More than 90% of the participants received treatment as allocated, and 87% completed the 6-month follow-up. At 6 weeks, both the 1-week and 3-week groups had significantly better PRWE scores, wrist extension, and flexion active range of motion than the 6-week group. However, no treatment group was superior to another with respect to primary or secondary outcomes at 12 weeks or 6 months following surgery.

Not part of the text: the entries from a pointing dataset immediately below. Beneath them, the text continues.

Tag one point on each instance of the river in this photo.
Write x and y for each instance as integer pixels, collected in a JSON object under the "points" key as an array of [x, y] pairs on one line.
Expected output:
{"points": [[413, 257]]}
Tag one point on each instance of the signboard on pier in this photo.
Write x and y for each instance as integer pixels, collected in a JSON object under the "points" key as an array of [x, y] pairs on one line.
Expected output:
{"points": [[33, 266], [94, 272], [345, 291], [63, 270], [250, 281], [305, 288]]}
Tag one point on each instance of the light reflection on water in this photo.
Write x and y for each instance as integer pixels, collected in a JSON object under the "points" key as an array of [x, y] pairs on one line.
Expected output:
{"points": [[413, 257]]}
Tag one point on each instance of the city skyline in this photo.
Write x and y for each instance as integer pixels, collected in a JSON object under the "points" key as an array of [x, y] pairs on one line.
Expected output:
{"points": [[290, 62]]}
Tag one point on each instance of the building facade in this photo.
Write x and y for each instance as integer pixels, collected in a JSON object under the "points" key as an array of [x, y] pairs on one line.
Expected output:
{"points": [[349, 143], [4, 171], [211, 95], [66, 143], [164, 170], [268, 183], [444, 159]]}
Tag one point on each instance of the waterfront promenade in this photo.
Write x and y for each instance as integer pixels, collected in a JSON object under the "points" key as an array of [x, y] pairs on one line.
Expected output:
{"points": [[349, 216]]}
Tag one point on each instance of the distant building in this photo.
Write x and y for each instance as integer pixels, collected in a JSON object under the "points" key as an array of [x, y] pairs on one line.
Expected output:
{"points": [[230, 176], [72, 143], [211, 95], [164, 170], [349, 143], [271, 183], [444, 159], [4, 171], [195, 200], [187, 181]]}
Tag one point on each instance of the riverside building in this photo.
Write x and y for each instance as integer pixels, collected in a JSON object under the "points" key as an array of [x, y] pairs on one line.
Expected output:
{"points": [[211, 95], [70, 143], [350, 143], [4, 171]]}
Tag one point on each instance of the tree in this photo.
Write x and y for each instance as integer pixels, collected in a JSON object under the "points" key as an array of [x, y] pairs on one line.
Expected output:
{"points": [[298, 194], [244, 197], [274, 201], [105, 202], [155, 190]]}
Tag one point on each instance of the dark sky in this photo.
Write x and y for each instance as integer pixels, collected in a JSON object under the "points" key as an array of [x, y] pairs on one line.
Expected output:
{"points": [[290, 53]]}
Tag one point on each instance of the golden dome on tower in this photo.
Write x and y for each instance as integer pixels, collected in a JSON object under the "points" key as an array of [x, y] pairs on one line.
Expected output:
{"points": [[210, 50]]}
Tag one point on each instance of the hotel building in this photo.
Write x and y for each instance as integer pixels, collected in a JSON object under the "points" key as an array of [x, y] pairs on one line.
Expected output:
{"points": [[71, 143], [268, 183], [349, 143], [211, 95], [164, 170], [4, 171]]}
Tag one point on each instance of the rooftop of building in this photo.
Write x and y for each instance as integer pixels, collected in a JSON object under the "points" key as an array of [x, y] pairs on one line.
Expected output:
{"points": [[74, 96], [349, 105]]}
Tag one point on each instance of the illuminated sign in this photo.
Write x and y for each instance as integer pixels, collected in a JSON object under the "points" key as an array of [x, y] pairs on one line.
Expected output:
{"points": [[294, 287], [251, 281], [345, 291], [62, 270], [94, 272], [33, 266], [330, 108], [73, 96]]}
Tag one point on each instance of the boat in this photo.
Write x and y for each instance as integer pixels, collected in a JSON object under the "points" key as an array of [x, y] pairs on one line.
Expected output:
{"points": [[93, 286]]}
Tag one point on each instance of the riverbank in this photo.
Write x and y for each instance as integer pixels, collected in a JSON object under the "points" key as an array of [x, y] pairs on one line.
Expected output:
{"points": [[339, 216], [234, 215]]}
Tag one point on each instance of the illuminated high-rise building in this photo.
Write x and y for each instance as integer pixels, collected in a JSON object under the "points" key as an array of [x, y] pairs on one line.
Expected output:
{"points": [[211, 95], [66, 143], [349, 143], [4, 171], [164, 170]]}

Analyses considering only the main effect of the intervention group indicated a preference for the 3-week group, which performed significantly better than the 6-week group with respect to the PRWE, pain (VAS-W and VAS-U), wrist flexion, ulnar deviation, forearm pronation active range of motion, and DASH score.

Conclusions:

For patient function, range of motion, and pain, this investigation demonstrated that immobilization periods of 1 and 3 weeks produced superior short-term outcomes compared with those after 6 weeks of immobilization. These differences were not evident at 3 and 6 months following surgery, with the immobilization period having no significant effect on long-term function, range of motion, or pain. There were no significant differences in adverse events associated with shorter immobilization periods.

Level of Evidence:

Therapeutic Level I. See Instructions for Authors for a complete description of levels of evidence.